Pergamum is commended for holding fast to the name of Jesus, but warned to repent of tolerating false teaching.
Bergama, also known as Pergamum, is an ancient city located in present-day Turkey, about 17 miles (27 km) north of the modern city of Izmir. It was founded in the 3rd century BCE by Greek colonists and quickly grew to become one of the most important cities in the region. The city was known for its impressive acropolis, which featured a number of important structures, including the Temple of Athena, the Temple of Trajan, the Library of Pergamum, and the Altar of Zeus. The Library of Pergamum was considered to be one of the most important libraries of the ancient world and was said to contain over 200,000 scrolls.
In addition to its cultural and intellectual achievements, Pergamum was also an important center of politics and power. The city was the capital of the Pergamene Kingdom, which was a powerful state in the region. The kings of Pergamum were known for their ambitious building projects, including the construction of the acropolis and the theater.
Christianity was present in Bergama from an early date, and the city was home to one of the seven churches of Asia mentioned in the New Testament book of Revelation. According to the biblical account, the church in Bergama was commended for its faith but criticized for tolerating the teaching of false prophets. The city was also an important center of early Christian martyrdom, with several early Christian saints, such as Antipas, being martyred there.

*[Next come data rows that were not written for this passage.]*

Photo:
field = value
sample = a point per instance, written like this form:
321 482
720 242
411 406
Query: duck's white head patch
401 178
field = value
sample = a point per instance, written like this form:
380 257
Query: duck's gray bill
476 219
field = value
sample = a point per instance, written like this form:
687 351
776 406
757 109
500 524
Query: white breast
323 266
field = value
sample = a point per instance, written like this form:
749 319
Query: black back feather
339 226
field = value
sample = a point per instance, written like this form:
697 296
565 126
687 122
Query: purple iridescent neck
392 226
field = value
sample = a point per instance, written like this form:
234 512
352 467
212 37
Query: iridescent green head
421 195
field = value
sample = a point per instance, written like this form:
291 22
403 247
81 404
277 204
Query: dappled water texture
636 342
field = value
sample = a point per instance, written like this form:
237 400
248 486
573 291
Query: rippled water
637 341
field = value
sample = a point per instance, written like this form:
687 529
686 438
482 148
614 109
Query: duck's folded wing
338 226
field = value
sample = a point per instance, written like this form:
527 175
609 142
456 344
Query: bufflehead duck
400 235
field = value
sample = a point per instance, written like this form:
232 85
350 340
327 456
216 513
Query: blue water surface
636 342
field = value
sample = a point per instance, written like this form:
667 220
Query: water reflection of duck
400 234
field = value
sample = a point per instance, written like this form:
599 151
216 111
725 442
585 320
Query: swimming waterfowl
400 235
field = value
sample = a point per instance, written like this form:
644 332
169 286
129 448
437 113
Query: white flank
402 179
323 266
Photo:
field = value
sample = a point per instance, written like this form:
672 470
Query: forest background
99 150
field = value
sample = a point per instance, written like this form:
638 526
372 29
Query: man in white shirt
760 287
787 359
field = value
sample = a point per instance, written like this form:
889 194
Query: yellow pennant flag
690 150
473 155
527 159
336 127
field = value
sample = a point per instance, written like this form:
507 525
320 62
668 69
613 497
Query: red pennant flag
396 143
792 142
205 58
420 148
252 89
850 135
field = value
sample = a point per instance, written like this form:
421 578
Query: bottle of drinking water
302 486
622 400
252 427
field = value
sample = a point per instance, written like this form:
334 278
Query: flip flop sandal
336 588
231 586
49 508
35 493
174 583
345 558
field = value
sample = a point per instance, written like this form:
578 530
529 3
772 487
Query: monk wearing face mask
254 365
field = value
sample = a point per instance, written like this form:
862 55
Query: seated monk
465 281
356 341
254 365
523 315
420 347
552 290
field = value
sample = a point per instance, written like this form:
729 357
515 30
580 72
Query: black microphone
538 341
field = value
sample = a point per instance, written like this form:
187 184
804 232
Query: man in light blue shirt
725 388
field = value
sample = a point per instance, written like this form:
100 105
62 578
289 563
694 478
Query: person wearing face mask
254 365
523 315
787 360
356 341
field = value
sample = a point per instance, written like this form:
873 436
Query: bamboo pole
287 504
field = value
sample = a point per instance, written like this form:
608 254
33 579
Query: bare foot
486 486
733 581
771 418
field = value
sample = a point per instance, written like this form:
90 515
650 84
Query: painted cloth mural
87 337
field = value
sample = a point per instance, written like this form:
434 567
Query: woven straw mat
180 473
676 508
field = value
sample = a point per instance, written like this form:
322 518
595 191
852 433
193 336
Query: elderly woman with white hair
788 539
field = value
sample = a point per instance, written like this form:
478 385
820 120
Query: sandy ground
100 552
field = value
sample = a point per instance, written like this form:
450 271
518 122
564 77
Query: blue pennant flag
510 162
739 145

Pergamum was conquered by the Roman Republic in 133 BCE, and it was subsequently ruled by the Roman Empire. The city continued to thrive under Roman rule, with the Romans building a number of impressive structures, including the Roman Imperial Cult Temple, the Temple of Dionysus, and the Roman Aqueduct. Today, the ruins of Pergamum are a popular tourist destination and an important source of information about the ancient world.